第27話 滅びの光景
水の流れる規則正しい音に目を開くと、レティシアは石造りの小さな噴水の前に佇んでいた。心地良い水音に重なって、子供たちの笑い声が聞こえる。振り返るとそこは陽光に照らされた広場の真ん中で、老夫婦や若い男女、先程の声の主である子供たちが思い思いに午後のひとときをのんびりと過ごしていた。
「ここは……」
見覚えのない場所。なのに素朴で温かい色合いの街並みに、なぜか既視感を覚える。

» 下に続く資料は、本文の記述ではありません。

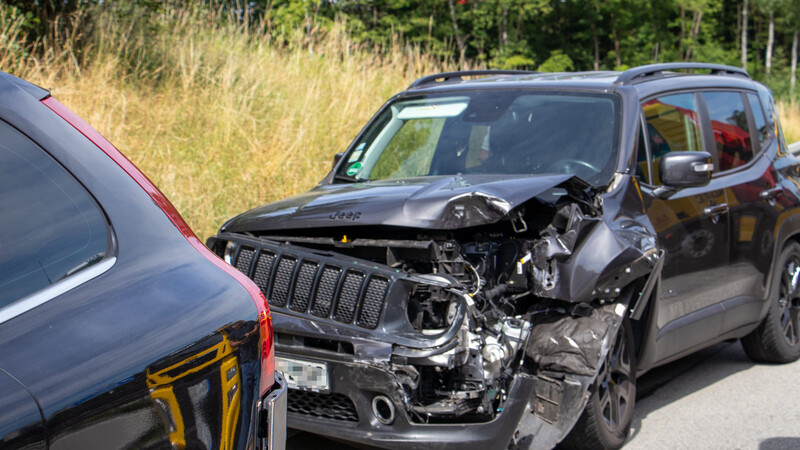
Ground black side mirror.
[331,152,344,169]
[656,152,714,198]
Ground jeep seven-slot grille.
[333,271,364,323]
[311,266,342,317]
[234,246,390,329]
[236,247,256,276]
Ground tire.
[559,318,636,449]
[742,242,800,364]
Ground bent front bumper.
[258,371,288,450]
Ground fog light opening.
[372,395,394,425]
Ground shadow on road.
[628,342,752,440]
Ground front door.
[642,93,730,363]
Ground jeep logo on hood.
[328,210,361,220]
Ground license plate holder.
[275,356,330,393]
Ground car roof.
[0,72,50,100]
[401,63,757,97]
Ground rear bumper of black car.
[258,371,288,450]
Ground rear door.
[701,90,787,333]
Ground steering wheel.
[547,158,600,178]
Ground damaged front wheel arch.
[561,318,636,449]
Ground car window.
[636,121,650,183]
[747,94,769,148]
[703,92,753,172]
[337,91,619,184]
[0,122,109,308]
[370,118,445,180]
[642,93,704,184]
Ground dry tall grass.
[0,4,800,238]
[776,102,800,143]
[0,4,456,238]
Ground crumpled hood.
[221,174,588,232]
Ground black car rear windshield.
[337,91,620,184]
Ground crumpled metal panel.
[221,174,588,232]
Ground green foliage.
[10,0,800,99]
[536,50,575,72]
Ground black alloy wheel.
[778,255,800,347]
[559,318,636,449]
[742,242,800,363]
[597,326,636,433]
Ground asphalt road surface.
[286,342,800,450]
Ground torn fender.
[531,176,658,302]
[512,303,628,449]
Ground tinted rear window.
[0,122,109,307]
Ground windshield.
[337,91,620,184]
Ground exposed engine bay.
[209,175,658,447]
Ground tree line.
[6,0,800,97]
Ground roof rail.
[408,69,539,89]
[614,62,750,84]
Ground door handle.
[758,186,783,205]
[703,203,728,223]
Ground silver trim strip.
[256,370,289,450]
[0,256,117,323]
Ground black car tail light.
[42,97,275,396]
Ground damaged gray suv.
[208,63,800,449]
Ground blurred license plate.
[275,357,329,392]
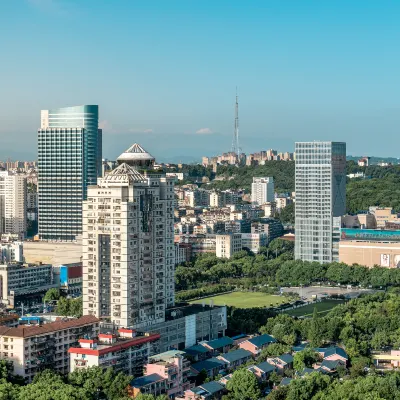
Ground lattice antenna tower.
[232,87,240,162]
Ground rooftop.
[117,143,155,162]
[130,374,165,388]
[192,357,225,372]
[204,336,233,350]
[68,333,160,356]
[0,315,99,338]
[219,349,253,363]
[248,334,276,347]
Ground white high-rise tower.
[82,144,175,328]
[295,142,346,263]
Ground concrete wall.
[339,240,400,268]
[24,241,82,265]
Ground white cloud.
[196,128,213,135]
[129,128,154,133]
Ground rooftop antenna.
[232,86,240,162]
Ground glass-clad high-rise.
[295,142,346,263]
[38,105,102,241]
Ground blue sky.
[0,0,400,160]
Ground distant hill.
[347,156,400,165]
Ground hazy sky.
[0,0,400,160]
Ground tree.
[293,349,320,371]
[226,369,261,400]
[43,288,60,302]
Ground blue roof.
[205,336,233,350]
[183,344,209,356]
[321,360,343,370]
[276,354,293,364]
[292,343,310,352]
[200,381,224,394]
[248,334,276,347]
[219,349,253,363]
[192,357,226,372]
[280,378,293,386]
[131,374,165,387]
[256,361,275,373]
[324,346,349,360]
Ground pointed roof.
[117,143,155,162]
[103,163,147,183]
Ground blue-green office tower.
[38,105,102,241]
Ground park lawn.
[190,292,288,308]
[284,300,343,317]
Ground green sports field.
[191,292,287,308]
[284,300,343,317]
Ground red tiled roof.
[68,333,161,356]
[0,315,100,338]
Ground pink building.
[239,334,276,355]
[145,350,192,398]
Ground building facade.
[0,171,27,238]
[38,105,102,241]
[295,142,346,263]
[215,233,242,258]
[83,157,175,328]
[68,329,160,376]
[0,315,99,382]
[251,177,275,206]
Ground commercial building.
[251,177,275,206]
[0,171,27,238]
[0,315,99,382]
[38,105,102,241]
[251,218,283,243]
[83,145,175,328]
[68,329,160,376]
[242,233,268,254]
[295,142,346,263]
[339,228,400,268]
[0,264,58,308]
[215,233,242,258]
[0,242,24,263]
[53,263,82,296]
[151,304,227,351]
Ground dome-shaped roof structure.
[117,143,155,168]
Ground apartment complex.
[0,315,99,382]
[68,328,160,376]
[295,142,346,263]
[0,264,58,308]
[38,105,102,241]
[251,177,275,206]
[83,147,175,328]
[215,233,242,258]
[0,171,27,238]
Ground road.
[282,286,377,299]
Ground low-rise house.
[239,334,276,356]
[279,378,293,386]
[183,381,225,400]
[183,344,212,362]
[314,346,349,365]
[254,361,277,381]
[0,315,99,382]
[128,374,168,397]
[68,328,160,376]
[191,357,226,378]
[200,336,233,354]
[145,350,192,398]
[316,360,346,374]
[217,349,253,369]
[267,354,293,371]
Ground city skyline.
[0,0,400,161]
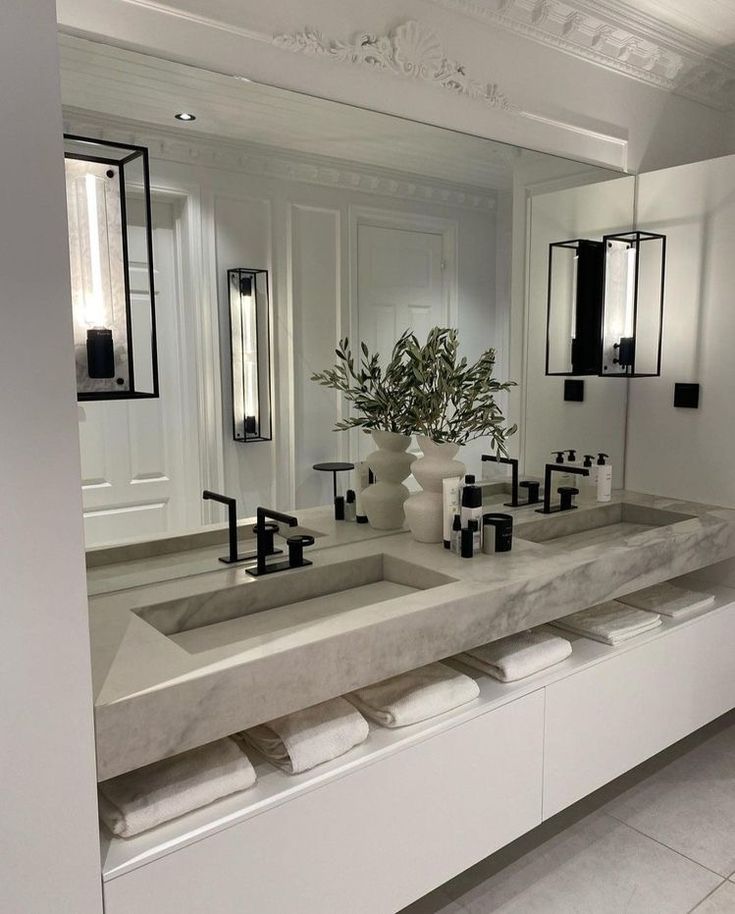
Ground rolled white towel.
[618,581,715,619]
[345,663,480,727]
[551,600,661,645]
[98,739,256,838]
[457,631,572,682]
[236,698,369,774]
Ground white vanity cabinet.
[105,690,544,914]
[103,587,735,914]
[544,605,735,819]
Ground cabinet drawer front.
[544,606,735,819]
[105,691,544,914]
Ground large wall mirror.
[59,35,634,547]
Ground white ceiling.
[59,34,572,190]
[624,0,735,48]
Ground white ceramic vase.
[404,435,465,543]
[362,431,413,530]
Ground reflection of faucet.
[248,508,314,577]
[537,463,590,514]
[202,489,253,565]
[482,454,539,508]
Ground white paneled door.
[357,223,448,459]
[79,202,201,546]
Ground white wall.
[626,156,735,507]
[0,0,102,914]
[58,0,732,171]
[522,177,635,487]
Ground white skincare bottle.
[551,451,572,486]
[597,454,612,501]
[459,473,482,546]
[442,476,462,549]
[582,454,597,498]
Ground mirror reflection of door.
[79,201,201,547]
[357,223,448,459]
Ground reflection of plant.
[311,333,413,435]
[311,327,517,454]
[393,327,517,454]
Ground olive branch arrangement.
[311,327,517,454]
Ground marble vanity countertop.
[89,492,735,780]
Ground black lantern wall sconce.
[227,267,273,442]
[546,231,666,378]
[64,135,158,400]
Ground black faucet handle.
[253,521,281,555]
[286,533,314,568]
[518,479,541,505]
[557,486,579,511]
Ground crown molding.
[273,19,518,112]
[64,107,496,212]
[430,0,735,111]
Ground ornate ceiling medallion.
[273,20,518,112]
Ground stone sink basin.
[514,502,691,551]
[135,553,455,654]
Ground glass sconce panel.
[227,267,272,442]
[64,136,158,400]
[546,239,603,375]
[601,232,666,378]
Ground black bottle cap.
[460,527,474,559]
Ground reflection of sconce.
[227,267,272,442]
[546,231,666,378]
[64,135,158,400]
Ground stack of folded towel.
[551,600,661,645]
[619,581,715,619]
[240,698,369,774]
[99,739,255,838]
[346,663,480,727]
[457,631,572,682]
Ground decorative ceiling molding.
[273,20,518,112]
[431,0,735,110]
[64,108,496,212]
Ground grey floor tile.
[398,889,467,914]
[692,882,735,914]
[604,726,735,877]
[443,813,720,914]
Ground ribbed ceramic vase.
[404,435,465,543]
[362,431,413,530]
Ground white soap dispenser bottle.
[582,454,597,498]
[597,454,612,501]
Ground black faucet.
[248,507,314,578]
[481,454,539,508]
[202,489,255,565]
[536,463,590,514]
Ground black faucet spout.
[202,489,247,565]
[537,463,590,514]
[248,507,302,577]
[482,454,519,508]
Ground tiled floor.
[401,712,735,914]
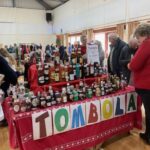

若葉の匂いを運んでくる風を辿って視線を向けると、街の向こうに青々とした丘が見えた。
「お姉ちゃん、どこから来たの?」
突然声をかけられ、レティシアの翼がバサリと震えた。栗色の髪をしたひとりの少年が、物珍しそうにレティシアを――その背に広げられた二枚の翼を見つめている。
「この国の人じゃないよね。その翼……」
「えぇ……その」
「ねぇ、それ本物? 僕はじめて見た! ちょっとだけ触ってもいい?」
「えっ? あの、……ちょっと待って。その前に、ここがどこなのか教えて貰ってもいいかしら」
そもそも自分が何をしていたのか、レティシアの記憶は曖昧だ。ただ、緑の波に揺れる丘を見ていると、なぜだか胸が落ち着かない。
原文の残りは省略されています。